By the definition of state-action value function $q$: $$ v_\pi(s) \le q_\pi(s,\pi'(s)) = \mathbb{E}[R_{t+1} + \gamma v_\pi(S_{t+1}) \mid S_t=s, A_t=\pi'(s)] $$

Again, use the trivial inequality to replace $v_\pi(S_{t+1}) \le q_\pi(S_{t+1}, \pi'(S_{t+1}))$ $$ \begin{align} v_\pi(s) & \le \mathbb E \left[R_{t+1}+\gamma q_\pi(S_{t+1},\pi'(S_{t+1})) \mid S_t=s,\ A_t=\pi'(s) \right] \nonumber\newline & = \mathbb E \Big[ R_{t+1} + \gamma \mathbb E \left[ R_{t+2}+\gamma v_\pi(S_{t+2}) \mid S_{t+1},\ A_{t+1}=\pi'(S_{t+1}) \right] \Big| S_t=s,\ A_t=\pi'(s) \Big] \nonumber\newline & = \mathbb E \left[R_{t+1}+\gamma R_{t+2}+\gamma^2 v_\pi(S_{t+2}) \mid S_t=s,\ A_t=\pi'(s) \right] \nonumber \end{align} $$ The last step used law of total expectation $\mathbb E \left[\mathbb E[X \mid Y,Z]\mid Z\right] = \mathbb E[X \mid Z]$.

Recursive unrolling (pattern repeats) $$ v_\pi(s) \le \mathbb E \left[R_{t+1} + \gamma R_{t+2} + \gamma^2 R_{t+3} + \cdots \mid S_t=s,\ A_t=\pi'(s) \right] = v_{\pi'}(s) $$

Policy Iteration Algorithm¶

Initialize π arbitrarily
repeat:
    # Policy Evaluation
    compute v_π (approximately)

    # Policy Improvement
    policy_stable = True
    for s in S:
        old_action = π(s)
        π(s) = argmax_a [ r(s,a) + γ Σ_{s'} p(s'|s,a) v_π(s') ]
        if old_action ≠ π(s):
            policy_stable = False

until policy_stable
return π*, v*

Convergence and Optimality Criteria¶

When to stop?

If the policy does not change after greedification, we have $$ \begin{align} v_\pi(s) & = \max_a q_\pi(s,a) \nonumber\newline & = \max_a \left[ r(s,a) + \gamma \sum_{s'} p(s'|s,a) v_\pi(s') \right] \nonumber\newline \end{align} $$ This is exactly the Bellman Optimality Equation. Thus, $v_\pi = v^*$ and $\pi = \pi^*$.
Why is optimality guaranteed?

By the policy improvement theorem $$ v_{\pi_{k+1}}(s)\ge v_{\pi_k}(s)\quad \forall s $$ So the value function is monotonically non-decreasing.

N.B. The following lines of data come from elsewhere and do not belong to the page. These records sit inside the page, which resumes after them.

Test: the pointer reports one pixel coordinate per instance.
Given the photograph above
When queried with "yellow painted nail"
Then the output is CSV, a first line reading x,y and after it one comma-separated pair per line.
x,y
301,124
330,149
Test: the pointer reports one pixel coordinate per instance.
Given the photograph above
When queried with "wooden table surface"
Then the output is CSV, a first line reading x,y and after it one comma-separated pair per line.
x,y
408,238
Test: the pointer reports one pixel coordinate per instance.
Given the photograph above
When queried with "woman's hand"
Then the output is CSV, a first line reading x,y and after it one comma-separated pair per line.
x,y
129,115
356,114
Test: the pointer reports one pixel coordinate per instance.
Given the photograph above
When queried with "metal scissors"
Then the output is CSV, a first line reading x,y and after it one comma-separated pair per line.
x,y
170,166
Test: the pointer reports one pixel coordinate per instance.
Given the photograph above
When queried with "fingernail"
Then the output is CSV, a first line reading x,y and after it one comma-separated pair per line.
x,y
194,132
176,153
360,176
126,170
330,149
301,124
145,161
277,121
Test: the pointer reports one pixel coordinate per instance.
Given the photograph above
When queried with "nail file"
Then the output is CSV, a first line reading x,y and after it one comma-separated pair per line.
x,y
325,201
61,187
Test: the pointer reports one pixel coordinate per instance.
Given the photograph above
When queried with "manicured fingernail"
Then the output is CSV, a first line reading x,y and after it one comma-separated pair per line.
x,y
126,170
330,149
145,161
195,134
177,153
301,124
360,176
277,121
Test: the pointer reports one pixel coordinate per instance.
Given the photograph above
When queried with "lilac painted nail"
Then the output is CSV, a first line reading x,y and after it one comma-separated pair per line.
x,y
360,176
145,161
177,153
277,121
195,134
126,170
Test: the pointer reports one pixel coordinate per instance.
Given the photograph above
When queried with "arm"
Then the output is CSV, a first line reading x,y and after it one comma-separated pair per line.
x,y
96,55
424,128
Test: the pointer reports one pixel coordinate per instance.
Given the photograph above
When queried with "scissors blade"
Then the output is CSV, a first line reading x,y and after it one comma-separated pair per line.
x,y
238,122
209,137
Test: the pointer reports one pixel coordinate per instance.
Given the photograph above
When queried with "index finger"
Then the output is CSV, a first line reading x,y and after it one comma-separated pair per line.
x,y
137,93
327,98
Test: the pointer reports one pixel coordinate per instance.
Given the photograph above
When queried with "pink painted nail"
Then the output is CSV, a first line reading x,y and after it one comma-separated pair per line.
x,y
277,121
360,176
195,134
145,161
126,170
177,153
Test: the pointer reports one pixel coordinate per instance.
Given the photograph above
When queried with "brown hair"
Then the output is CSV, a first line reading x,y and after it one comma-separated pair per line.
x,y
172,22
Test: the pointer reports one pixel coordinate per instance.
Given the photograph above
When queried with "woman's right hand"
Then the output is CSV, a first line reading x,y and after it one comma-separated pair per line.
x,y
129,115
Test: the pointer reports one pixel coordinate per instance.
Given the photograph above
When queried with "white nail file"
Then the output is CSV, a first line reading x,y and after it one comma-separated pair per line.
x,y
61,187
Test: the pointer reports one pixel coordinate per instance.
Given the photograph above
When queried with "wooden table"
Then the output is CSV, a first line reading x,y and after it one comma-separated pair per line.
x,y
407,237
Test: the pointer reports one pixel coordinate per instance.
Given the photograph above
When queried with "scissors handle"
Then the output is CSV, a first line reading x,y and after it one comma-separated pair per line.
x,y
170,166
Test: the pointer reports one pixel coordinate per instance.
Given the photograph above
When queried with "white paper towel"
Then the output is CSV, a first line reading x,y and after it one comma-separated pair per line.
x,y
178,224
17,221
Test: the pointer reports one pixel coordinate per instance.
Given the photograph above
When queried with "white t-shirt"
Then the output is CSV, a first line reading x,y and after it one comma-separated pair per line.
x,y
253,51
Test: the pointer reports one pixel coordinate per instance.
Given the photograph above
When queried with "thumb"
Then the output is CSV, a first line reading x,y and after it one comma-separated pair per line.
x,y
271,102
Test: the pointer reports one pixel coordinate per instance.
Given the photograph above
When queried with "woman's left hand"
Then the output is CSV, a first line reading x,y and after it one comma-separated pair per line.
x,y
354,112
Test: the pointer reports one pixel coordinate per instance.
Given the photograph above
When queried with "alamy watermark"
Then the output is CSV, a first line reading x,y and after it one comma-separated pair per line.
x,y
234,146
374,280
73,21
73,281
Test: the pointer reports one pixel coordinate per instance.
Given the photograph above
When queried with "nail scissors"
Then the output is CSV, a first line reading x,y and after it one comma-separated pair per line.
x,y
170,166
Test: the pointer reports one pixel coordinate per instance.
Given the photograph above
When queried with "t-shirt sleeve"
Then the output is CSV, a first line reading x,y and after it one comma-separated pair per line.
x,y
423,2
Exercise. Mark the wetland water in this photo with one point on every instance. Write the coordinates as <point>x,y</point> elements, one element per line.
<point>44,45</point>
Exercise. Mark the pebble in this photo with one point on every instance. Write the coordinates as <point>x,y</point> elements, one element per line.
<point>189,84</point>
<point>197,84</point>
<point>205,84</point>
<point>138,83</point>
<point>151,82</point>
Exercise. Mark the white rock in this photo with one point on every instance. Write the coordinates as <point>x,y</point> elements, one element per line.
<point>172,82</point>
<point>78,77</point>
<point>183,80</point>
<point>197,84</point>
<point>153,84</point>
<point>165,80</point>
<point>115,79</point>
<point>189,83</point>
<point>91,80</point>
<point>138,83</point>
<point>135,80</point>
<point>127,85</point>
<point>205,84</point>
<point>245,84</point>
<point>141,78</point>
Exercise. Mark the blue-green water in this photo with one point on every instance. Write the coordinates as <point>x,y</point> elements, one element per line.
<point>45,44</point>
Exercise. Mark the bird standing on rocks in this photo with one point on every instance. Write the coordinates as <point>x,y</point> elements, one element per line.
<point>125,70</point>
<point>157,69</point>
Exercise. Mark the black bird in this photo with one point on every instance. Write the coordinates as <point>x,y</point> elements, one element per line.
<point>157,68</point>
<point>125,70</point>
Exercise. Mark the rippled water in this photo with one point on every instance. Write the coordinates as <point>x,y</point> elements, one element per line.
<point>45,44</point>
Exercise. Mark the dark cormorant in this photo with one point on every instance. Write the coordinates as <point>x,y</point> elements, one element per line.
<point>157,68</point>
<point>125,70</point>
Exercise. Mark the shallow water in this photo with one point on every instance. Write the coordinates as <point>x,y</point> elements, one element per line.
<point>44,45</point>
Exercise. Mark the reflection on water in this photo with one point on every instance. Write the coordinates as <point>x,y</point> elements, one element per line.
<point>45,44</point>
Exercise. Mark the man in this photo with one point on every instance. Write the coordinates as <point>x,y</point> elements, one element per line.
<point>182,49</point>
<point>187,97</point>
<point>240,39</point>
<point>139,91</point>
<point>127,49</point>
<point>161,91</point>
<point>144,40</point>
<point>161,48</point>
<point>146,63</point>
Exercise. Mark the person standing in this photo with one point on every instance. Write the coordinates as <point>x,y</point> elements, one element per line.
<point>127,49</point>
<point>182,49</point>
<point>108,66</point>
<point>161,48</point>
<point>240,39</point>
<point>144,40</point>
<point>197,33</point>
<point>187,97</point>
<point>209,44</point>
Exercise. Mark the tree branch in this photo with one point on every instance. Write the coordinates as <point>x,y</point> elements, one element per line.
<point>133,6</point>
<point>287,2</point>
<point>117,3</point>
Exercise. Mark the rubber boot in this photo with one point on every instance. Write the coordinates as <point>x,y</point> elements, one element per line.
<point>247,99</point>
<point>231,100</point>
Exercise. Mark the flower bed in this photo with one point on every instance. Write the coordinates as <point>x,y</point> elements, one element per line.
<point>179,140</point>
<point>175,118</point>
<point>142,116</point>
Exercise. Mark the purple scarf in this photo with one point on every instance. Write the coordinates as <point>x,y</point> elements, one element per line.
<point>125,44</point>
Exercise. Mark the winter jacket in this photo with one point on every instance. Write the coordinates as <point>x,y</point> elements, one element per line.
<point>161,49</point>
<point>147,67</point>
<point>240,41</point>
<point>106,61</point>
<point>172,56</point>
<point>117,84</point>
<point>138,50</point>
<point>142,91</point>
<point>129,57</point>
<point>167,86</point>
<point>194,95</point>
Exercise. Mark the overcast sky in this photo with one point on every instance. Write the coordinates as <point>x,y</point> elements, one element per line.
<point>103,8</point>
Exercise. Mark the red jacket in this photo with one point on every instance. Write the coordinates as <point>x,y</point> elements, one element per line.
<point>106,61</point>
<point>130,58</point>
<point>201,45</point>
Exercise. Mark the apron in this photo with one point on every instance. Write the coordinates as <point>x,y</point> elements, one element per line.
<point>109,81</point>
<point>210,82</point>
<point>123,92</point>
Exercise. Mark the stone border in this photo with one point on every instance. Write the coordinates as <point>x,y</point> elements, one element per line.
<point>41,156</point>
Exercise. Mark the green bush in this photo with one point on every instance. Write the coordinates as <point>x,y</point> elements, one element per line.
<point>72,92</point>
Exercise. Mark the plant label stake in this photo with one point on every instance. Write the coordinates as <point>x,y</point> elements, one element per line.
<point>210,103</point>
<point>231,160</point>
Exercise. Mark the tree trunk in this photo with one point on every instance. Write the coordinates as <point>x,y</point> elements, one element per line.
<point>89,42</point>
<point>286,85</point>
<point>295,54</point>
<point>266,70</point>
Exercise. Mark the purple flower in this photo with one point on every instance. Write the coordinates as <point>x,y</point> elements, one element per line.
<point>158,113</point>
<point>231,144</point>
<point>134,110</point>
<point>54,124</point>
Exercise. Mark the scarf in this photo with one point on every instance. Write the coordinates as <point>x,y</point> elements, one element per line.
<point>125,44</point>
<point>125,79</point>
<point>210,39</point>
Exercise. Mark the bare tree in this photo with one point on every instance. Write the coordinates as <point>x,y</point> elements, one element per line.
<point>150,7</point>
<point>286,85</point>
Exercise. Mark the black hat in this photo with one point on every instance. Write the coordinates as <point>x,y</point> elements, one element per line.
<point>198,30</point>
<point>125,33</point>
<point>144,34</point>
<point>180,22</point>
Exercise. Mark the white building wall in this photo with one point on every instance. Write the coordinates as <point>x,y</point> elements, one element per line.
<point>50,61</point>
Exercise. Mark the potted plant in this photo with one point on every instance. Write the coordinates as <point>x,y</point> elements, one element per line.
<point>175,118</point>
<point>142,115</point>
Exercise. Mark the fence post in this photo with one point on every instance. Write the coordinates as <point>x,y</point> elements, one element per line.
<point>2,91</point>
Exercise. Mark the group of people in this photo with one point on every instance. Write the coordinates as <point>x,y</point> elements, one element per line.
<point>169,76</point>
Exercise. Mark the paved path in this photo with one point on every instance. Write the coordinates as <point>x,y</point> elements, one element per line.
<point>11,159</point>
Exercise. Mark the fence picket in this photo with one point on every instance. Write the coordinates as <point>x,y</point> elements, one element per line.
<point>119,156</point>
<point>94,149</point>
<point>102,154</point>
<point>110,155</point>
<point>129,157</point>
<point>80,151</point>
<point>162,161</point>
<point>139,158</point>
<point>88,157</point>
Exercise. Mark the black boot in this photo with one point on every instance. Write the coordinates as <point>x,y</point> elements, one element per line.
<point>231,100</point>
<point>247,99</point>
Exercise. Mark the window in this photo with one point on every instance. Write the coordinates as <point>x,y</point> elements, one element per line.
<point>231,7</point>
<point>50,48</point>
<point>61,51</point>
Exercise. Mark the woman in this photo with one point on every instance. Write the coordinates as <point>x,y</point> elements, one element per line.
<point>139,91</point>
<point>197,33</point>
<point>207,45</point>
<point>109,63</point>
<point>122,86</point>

In a finite MDP, the number of deterministic policies is finite $(|\mathcal A|^{|\mathcal S|})$, and each improvement step never decreases performance, and typically strictly improves it. Therefore, infinite strict improvement is impossible and the process will eventually reach a policy-stable point.

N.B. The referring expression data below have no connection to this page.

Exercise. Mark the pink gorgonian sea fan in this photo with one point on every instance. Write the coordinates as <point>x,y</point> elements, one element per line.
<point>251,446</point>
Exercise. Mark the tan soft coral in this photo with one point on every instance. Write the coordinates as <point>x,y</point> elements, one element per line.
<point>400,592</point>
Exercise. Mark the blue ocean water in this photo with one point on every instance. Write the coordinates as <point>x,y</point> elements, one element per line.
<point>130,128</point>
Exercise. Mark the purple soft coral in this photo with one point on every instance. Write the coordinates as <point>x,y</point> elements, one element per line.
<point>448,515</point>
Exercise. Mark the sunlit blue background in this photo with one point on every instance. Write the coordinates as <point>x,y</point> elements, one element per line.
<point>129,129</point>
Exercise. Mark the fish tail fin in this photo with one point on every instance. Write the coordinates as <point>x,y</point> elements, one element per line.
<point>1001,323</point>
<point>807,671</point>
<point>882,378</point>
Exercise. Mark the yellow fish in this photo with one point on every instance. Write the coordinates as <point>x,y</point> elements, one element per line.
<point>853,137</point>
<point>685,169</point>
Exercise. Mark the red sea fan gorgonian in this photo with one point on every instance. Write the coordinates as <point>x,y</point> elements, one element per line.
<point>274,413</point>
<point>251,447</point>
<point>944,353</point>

Basically, a bounded monotone increasing sequence should converge.

--- Generalized Policy Iteration¶

Generalized Policy Iteration (GPI): any interleaving of policy evaluation and policy improvement, independent of their granularity. Actually, the other iteration method - value iteration can be viewed as GPI where evaluation is truncated to one step and improvement is implicit. Also, all RL methods are a form of GPI.

Method	Evaluation	Improvement
Policy Iteration	Full / Multi-step	Greedy
Value Iteration	1-step	Greedy at each step
TD / Q-learning	Approximate	Implicit

When GPI converges, does it converge to the optimum?¶

Answer: Yes — under the standard assumptions.

Reasoning: Policy improvement is monotonic. Regardless the frequency of doing policy improvement, as long as the policy is stable, the limit must satisfy the Bellman optimality equation. Notice that Bellman optimality operator is a contraction (like Bellman expectation operator), so by the contraction mapping theorem, the solution to the Bellman optimality equation is unique. Thus the fixed point for GPI must be $(v^*, \pi^*)$.

Conclusion: GPI may or may not converge, but if it does converge, it converges to the optimal solution.